Alarming corruption rates in Egypt

Report: 47% small and medium businesses forced to pay gov't bribes.

Egyptian tourism soldiers (photo credit: AP)
Egyptian tourism soldiers
(photo credit: AP)
A nation-wide survey conducted in mid-2009 by the Cairo-based Al-Ahram Centre for Political and Strategic Studies found that 47% of small and medium businesses in Egypt are forced to offer government clerks cash bribes in order to obtain business licenses and must continually bribe them in order to avoid fines.
The survey, which questioned 800 small and medium business owners, found local government to be the most corrupt and the police to be the least. The survey cited the sharp decline in government salaries and lack of oversight as two of the main reasons for the high rate of corruption in the country. The report found the phenomenon so wide-spread that business-owners were not only forced to pay bribes for legal interests, but even to obtain permits they have no need for.
"The numbers are high," Dr Gamal 'Abd Al-Gawad, director of the center, which published the report, told The Media Line. "But they are still lower than the impression of common Egyptians regarding the spread of corruption in society." Al-Gawad said that, "The steady increase in Egyptian corruption over the past few decades coincides with the emergence of new businesses in Egypt. It is quite surprising that the barrier posed by bribes does not seam to impede the rise in commercial initiatives in the private sector."

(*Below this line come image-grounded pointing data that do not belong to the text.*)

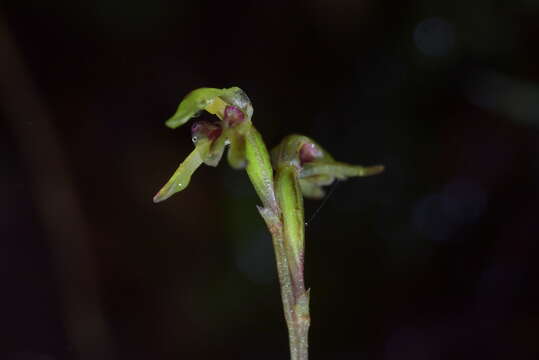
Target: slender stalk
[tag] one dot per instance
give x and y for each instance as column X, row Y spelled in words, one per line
column 295, row 299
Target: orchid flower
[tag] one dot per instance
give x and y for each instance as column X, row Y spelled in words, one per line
column 299, row 167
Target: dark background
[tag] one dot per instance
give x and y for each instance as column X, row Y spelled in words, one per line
column 434, row 259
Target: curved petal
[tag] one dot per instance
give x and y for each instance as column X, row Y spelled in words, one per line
column 196, row 101
column 182, row 176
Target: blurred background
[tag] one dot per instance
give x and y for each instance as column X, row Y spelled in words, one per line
column 434, row 259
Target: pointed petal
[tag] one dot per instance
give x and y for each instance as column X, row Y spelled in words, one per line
column 182, row 176
column 196, row 101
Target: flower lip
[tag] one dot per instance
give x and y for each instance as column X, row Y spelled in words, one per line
column 233, row 116
column 309, row 152
column 205, row 129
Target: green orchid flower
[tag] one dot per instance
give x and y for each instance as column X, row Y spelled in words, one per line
column 298, row 167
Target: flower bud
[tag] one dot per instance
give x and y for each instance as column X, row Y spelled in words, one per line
column 309, row 152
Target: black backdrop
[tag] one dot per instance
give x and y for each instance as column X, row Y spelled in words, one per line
column 434, row 259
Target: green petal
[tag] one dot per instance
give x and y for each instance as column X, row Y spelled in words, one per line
column 182, row 176
column 193, row 103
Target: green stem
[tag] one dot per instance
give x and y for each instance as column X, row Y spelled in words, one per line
column 295, row 299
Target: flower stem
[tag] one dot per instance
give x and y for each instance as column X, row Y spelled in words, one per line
column 294, row 297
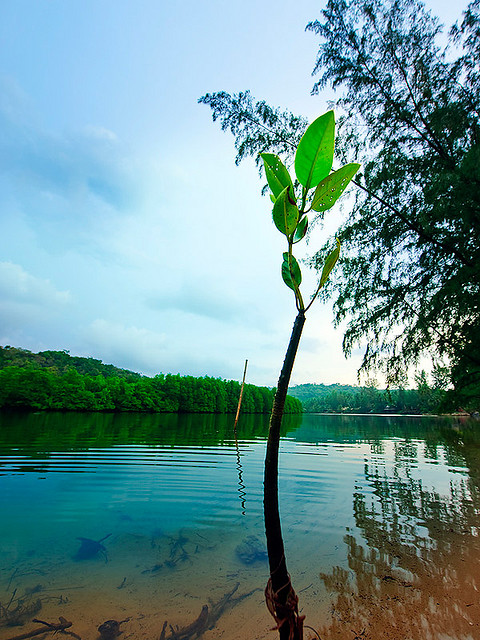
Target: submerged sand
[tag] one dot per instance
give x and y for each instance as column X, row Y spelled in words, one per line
column 384, row 588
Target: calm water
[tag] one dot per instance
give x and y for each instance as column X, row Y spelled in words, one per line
column 380, row 519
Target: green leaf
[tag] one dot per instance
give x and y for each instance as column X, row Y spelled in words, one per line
column 277, row 174
column 285, row 213
column 301, row 230
column 332, row 187
column 314, row 157
column 291, row 273
column 329, row 264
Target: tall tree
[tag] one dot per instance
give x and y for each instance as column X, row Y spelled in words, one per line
column 409, row 277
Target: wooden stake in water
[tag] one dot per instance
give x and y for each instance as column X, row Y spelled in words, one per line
column 241, row 395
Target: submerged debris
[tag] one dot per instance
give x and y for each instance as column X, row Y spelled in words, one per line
column 24, row 609
column 91, row 549
column 207, row 619
column 110, row 629
column 251, row 551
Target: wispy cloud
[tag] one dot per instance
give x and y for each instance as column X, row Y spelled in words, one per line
column 25, row 301
column 62, row 182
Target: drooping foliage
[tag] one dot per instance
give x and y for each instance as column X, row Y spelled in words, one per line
column 409, row 277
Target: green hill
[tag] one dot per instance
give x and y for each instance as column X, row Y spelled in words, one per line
column 55, row 380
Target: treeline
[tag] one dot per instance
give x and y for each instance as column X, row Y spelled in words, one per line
column 336, row 398
column 53, row 380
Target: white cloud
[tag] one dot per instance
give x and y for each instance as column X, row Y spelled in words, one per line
column 131, row 347
column 27, row 302
column 17, row 287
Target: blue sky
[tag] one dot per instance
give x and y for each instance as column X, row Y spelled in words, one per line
column 127, row 233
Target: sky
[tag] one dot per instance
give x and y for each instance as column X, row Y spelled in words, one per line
column 127, row 232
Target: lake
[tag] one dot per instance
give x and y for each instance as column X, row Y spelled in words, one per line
column 144, row 519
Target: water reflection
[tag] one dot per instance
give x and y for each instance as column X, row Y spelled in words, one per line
column 413, row 562
column 381, row 521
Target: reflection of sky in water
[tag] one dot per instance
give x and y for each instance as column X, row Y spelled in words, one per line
column 173, row 479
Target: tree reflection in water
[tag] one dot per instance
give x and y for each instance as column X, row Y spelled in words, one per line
column 415, row 574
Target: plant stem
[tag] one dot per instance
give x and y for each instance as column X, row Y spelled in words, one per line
column 283, row 604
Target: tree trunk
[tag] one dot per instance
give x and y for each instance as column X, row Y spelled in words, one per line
column 280, row 596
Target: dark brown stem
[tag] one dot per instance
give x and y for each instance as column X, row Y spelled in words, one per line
column 281, row 598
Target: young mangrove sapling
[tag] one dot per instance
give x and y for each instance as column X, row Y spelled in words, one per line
column 316, row 189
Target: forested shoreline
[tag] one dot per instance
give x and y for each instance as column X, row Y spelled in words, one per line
column 337, row 398
column 56, row 381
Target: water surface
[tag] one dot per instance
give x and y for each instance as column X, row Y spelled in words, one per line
column 380, row 519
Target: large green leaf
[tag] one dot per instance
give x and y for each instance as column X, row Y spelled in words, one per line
column 314, row 157
column 277, row 174
column 291, row 273
column 285, row 213
column 332, row 187
column 301, row 229
column 329, row 264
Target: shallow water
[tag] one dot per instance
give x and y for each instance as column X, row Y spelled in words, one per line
column 380, row 517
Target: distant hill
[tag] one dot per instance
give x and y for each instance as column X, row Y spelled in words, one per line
column 57, row 381
column 342, row 398
column 61, row 362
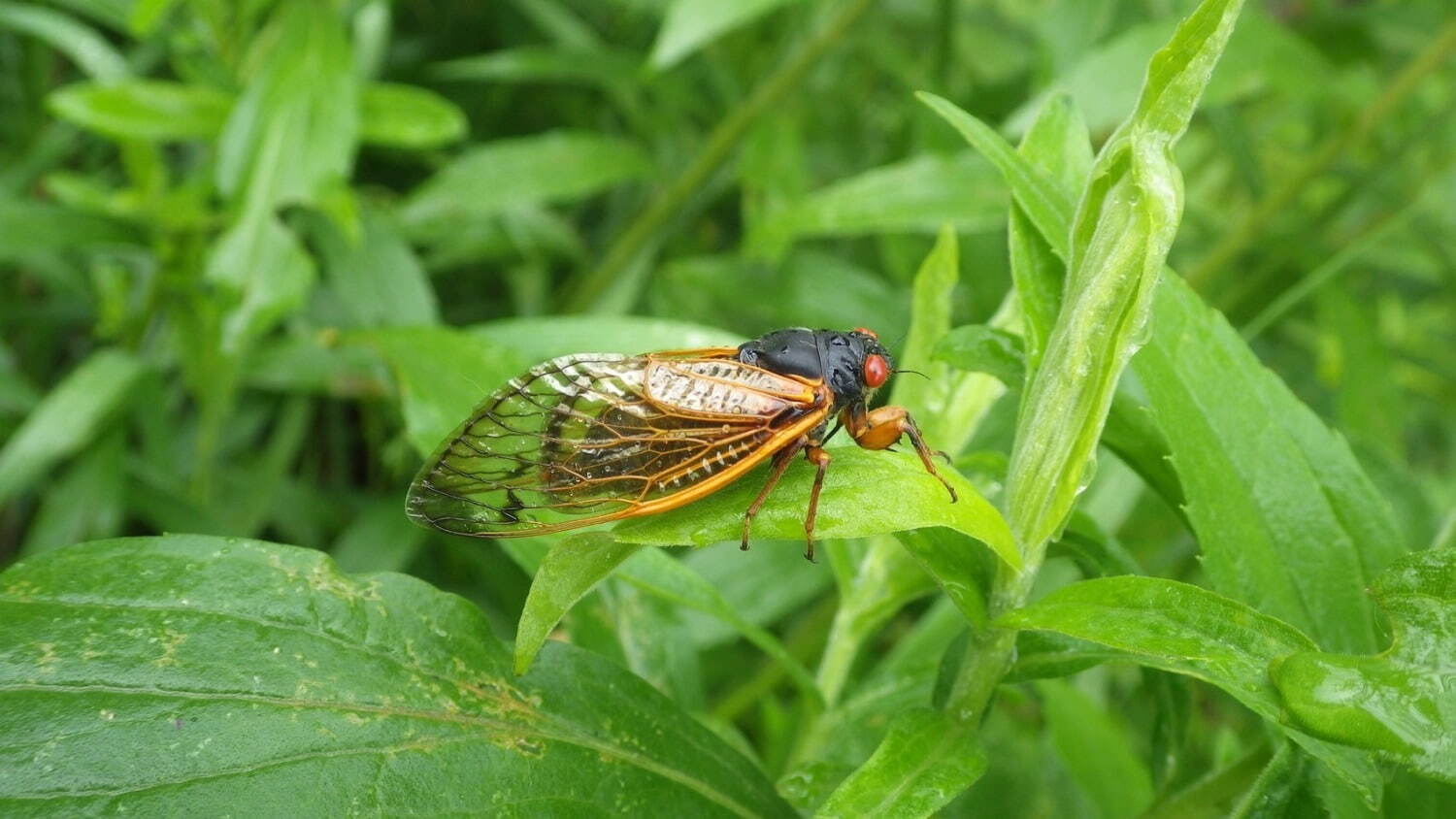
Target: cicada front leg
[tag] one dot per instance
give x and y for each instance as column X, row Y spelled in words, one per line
column 780, row 461
column 882, row 428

'Abd Al-Gawad also pointed to the improvement in the amount of corruption seen in the services sector, in places such as the electric, telephone and water companies. 
Sobhy Essaila, who participated in writing the report, said that neither the payers nor the recipients of bribes consider the transaction to be a bribe, but rather consider it to be normal payment for services rendered. "This is considered to be an integral part of the Egyptian business culture," he said. 
Manuel Tirino of Transparency International, an international organization combating corruption, said the numbers are alarming, yet not surprising. "The discrepancy between legislation and implementation explains the high rate of corruption in Egypt," he told The Media Line. "The legal framework isn't bad; the government shows good will; and even the private sector has anti-corruption mechanisms in place -- but anti-corruption laws are still not sufficiently implemented. In Egypt, there's a significant gap between de jure and de facto," he added.
Tirino explained that the difficulty in implementing anti-corruption laws stems from a cumbersome government bureaucracy and underlying power struggles between government bureaucrats. A recently-published report by Transparency International found the overbearing nature of the Egyptian state to be the main cause of silencing civilian voices and thereby depriving citizens of means to hold government officials accountable.    
The Administrative Control Authority, Egypt's official anti-corruption watchdog, lacks the authority to investigate corruption charges against certain categories of state employees, the report found.